In the gas phase, the Bose-Einstein condensate remained an unverified theoretical prediction for many years. Finally in 1995, Wolfgang Ketterle and his team of graduate students produced such a condensate experimentally. A Bose-Einstein condensate is "colder" than a solid. It occurs when atoms have very similar (or the same) quantum levels. Substances with temperatures close to absolute zero (-273 °C) will exhibit the Bose-Einstein condensate.
A superfluid is a liquid, but exhibits so many other properties that many argue it is another state of matter.
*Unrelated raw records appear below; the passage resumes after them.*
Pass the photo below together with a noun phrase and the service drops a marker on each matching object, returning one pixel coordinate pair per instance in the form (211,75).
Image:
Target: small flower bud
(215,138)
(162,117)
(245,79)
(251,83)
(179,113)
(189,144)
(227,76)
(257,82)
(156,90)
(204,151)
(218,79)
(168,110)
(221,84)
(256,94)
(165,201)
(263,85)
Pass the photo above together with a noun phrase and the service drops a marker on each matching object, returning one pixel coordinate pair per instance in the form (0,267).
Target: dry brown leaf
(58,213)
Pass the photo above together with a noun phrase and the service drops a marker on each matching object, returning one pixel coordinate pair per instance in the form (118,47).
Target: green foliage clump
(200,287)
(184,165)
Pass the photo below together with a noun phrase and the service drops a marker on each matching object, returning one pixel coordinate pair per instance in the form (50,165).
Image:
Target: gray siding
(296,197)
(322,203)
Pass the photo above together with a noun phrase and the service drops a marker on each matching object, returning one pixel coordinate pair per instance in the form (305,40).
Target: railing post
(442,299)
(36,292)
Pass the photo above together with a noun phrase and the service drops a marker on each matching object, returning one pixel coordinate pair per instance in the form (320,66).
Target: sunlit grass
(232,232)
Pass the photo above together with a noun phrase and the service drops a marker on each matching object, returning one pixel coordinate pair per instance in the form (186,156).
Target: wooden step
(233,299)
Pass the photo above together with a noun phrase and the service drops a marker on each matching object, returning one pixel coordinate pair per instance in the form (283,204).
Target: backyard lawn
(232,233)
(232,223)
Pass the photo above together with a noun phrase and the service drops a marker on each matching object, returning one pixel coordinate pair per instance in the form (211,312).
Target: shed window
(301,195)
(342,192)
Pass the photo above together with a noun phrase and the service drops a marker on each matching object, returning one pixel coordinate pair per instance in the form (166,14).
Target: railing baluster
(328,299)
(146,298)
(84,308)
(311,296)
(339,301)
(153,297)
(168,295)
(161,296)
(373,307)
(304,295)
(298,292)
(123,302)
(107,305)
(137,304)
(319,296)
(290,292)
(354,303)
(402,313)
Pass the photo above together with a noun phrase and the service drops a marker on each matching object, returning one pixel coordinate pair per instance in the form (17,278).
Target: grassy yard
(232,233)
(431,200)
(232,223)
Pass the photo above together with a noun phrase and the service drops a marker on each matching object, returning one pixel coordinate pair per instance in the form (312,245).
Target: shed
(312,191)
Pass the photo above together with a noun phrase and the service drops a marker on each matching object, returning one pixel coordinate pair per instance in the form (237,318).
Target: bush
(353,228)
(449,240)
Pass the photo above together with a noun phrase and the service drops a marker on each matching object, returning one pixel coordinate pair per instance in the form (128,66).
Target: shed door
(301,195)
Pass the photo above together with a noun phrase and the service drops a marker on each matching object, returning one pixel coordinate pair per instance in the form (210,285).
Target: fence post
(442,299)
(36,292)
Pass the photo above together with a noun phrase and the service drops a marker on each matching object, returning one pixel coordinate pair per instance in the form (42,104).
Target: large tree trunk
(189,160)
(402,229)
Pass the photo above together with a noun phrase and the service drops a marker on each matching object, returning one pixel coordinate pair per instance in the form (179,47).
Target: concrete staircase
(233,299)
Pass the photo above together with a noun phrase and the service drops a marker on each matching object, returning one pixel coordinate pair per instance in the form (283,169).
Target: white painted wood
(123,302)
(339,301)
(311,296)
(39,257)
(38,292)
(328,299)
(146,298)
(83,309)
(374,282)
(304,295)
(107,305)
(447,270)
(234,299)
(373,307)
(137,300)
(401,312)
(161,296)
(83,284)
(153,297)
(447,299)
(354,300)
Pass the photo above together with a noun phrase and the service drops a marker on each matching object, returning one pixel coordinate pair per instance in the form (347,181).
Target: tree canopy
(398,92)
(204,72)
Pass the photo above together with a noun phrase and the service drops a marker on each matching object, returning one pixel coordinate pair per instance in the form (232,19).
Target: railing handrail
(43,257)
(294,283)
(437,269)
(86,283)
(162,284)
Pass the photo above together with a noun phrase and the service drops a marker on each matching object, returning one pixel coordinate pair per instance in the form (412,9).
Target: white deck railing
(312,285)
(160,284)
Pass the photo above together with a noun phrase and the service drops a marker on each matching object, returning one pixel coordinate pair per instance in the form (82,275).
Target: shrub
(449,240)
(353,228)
Plasma occurs when the temperature is between 1000 degrees C and 1,000,000,000 degrees C. Some examples of plasma are the charged air around lightning and stars, including our own sun.
As a gas is heated, electrons begin to leave the atoms, resulting in the presence of free electrons, which are not bound to an atom or molecule, and ions, which are chemical species that contain unequal number of electrons and protons, and therefore possess an electrical charge. The free electric charges make the plasma electrically conductive so that it responds strongly to electromagnetic fields. At very high temperatures, such as those present in stars, it is assumed that essentially all electrons are "free," and that a very high-energy plasma is essentially bare nuclei swimming in a sea of electrons. Plasma is believed to be the most common state of matter in the universe.
This is a state of matter discovered at the CERN in 2000, in which the quarks that would normally make up protons and neutrons are freed and can be observed individually, similar to splitting molecules into atoms. This state of matter allows scientists to observe the properties of individual quarks, and not just theorize.